As acusações contra Biden giravam em torno de um requerimento que ele havia protocolado quando comprou uma arma em Delaware, em 2018. Biden mentiu em sua documentação , marcando uma caixa para afirmar que não tinha problemas com abuso de substâncias, embora usasse drogas regularmente na época. Onze dias após comprar a arma de fogo, Biden a descartou em uma lixeira pública.
O caso contra Hunter Biden foi certamente incomum , e seus advogados apresentaram vários especialistas jurídicos que opinaram que outra pessoa que agiu como Biden não havia sido acusada. A equipe de defesa também citou uma reportagem do New York Times que afirmava que o promotor especial, David Weiss, havia admitido em particular que "o americano médio" não teria sido submetido a processo pelas ações de Biden. Mas Weiss negou veementemente ter feito o comentário, e o tribunal presumiu que ele estava dizendo a verdade, optando por não investigar mais profundamente os motivos do governo. Devido à presunção de regularidade, o juiz presumiu a boa-fé de Weiss. Biden não conseguiu superar a presunção porque uma fonte anônima — e contraditória — não foi suficiente para provar que os promotores agiram com intenção discriminatória. Biden também se esforçou para provar que era membro de uma classe protegida ou que seu processo era de alguma forma o resultado do exercício de um direito constitucional.

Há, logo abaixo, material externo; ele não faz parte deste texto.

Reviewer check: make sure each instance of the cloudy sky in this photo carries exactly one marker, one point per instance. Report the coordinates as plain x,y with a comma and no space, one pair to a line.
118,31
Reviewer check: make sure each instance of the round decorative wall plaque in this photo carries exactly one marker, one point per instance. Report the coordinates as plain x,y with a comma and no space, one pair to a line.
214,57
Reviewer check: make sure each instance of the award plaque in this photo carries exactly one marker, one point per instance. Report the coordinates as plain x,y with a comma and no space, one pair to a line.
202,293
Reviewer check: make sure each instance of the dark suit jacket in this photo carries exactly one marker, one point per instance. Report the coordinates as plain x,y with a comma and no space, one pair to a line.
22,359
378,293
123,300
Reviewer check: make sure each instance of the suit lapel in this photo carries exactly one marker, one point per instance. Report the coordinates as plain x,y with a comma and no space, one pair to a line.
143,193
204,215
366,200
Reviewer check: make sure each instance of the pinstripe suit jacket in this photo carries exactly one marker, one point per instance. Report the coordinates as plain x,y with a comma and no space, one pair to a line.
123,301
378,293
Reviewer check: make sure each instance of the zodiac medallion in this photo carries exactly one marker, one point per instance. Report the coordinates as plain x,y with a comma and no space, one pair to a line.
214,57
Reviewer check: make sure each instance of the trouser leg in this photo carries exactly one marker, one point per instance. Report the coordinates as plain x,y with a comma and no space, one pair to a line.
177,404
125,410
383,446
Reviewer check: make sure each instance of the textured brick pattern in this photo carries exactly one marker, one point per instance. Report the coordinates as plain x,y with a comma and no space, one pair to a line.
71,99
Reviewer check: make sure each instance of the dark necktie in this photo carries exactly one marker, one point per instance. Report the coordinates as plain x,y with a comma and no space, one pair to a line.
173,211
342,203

Mas os casos James e Comey são diferentes: eles não precisam se basear em citações anônimas na mídia. Em vez disso, contam com as palavras do comandante-em-chefe confessando publicamente sua animosidade em relação a ambos e instruindo o procurador-geral a encontrar um motivo para processá-los. Este é o tipo de evidência direta de animosidade e seletividade com que os advogados de defesa sonham. O cargo público do presidente destrói a presunção de regularidade que o Departamento de Justiça normalmente teria.
A publicação de Trump na Truth Social não é a única evidência de uma acusação seletiva e vingativa. Há o histórico de animosidade entre Trump e James e Comey . Há a saída repentina do procurador-geral dos EUA em exercício , logo após ter sido relatado que ele disse aos oficiais do DOJ que não poderia fazer um caso forte o suficiente para processar os dois. Há a nomeação temporária de Halligan, que, apesar de sua inexperiência, teve que comparecer perante o grande júri sozinha porque seus novos funcionários não tocaram no caso. E há a natureza de má qualidade das próprias acusações, que não passam no teste do cheiro. Mas sem a publicação de Trump, tudo isso pode não ter sido suficiente, dado que o tribunal deve presumir as boas intenções do governo. No entanto, a publicação na Truth Social é uma evidência direta de que o presidente ordenou ao procurador-geral que indiciasse seus inimigos, independentemente da força das evidências contra eles.
Os processos contra James e Comey representam outro conjunto crítico de testes para o nosso sistema jurídico. Se os promotores federais conseguirem levar esses casos a julgamento, Trump poderá ter mais chances de tentar essa tática específica – processar aqueles que o contestam – no futuro. O resultado da moção de arquivamento de Comey terá enorme importância, não apenas para Comey e James, mas para quem quer que seja o próximo na lista de inimigos de Trump, ou de qualquer futuro presidente. A postagem de Trump, um erro não forçado, fornece aos tribunais um caminho para estabelecer alguns limites muito necessários em torno de processos com motivação política. Esperemos que eles aproveitem a oportunidade antes que Trump desça ainda mais em sua lista.